U bent hier
Belgische overheid mag kost voor prioritaire Vlaamse spoorlijnen niet afwentelen op Vlaanderen

Volgens federaal minister van Mobiliteit Jacqueline Galant (MR) moet Vlaanderen meebetalen voor het heropenen van de spoorverbinding tussen Hasselt en Neerpelt. Dat standpunt druist echter in tegen de gemaakte afspraken. “Als Vlaanderen zijn eigen spoorlijnen moet betalen, had men de regionalisering van de NMBS maar moeten opnemen in de zesde staatshervorming”, meent N-VA-Kamerlid Wouter Raskin.

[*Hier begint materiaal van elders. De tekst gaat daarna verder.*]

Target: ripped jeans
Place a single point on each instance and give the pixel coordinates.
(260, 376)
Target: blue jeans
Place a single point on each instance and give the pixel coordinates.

Hij herinnert minister Galant eraan dat het meerjareninvesteringsplan van de NMBS Groep voorziet in een aparte investeringsenveloppe van 2,5 miljard euro voor spoorprojecten die de Gewesten als prioritair bestempelen. Voor Vlaanderen is het heropstarten van de spoorlijn tussen Hasselt en Neerpelt zo’n project. Kostprijs: 185 miljoen euro. Omdat de spoorwegbedding er nog ligt, hoeven er geen grote infrastructuurwerken uitgevoerd te worden.
Obstakel voor herstel
“Eerder werd al aangetoond dat de gebrekkige ontsluiting via het spoor een belangrijk obstakel vormt voor het herstel en de verdere ontwikkeling van de Limburgse economie”, aldus Raskin. “Betere spoorverbindingen zijn daarom absoluut noodzakelijk. Ik denk daarbij niet alleen aan de spoorlijn Hasselt-Neerpelt, maar ook aan het doortrekken van de verbinding Antwerpen-Hamont tot in Weert. Maar het is zeker niet de bedoeling dat de Belgische overheid de kosten van die realisaties afwentelt op de deelstaten”, besluit Raskin. Eerder gaf ook Vlaams minister van Mobiliteit Ben Weyts al te verstaan dat de gewestelijke prioriteiten gefinancierd moeten worden met federale middelen.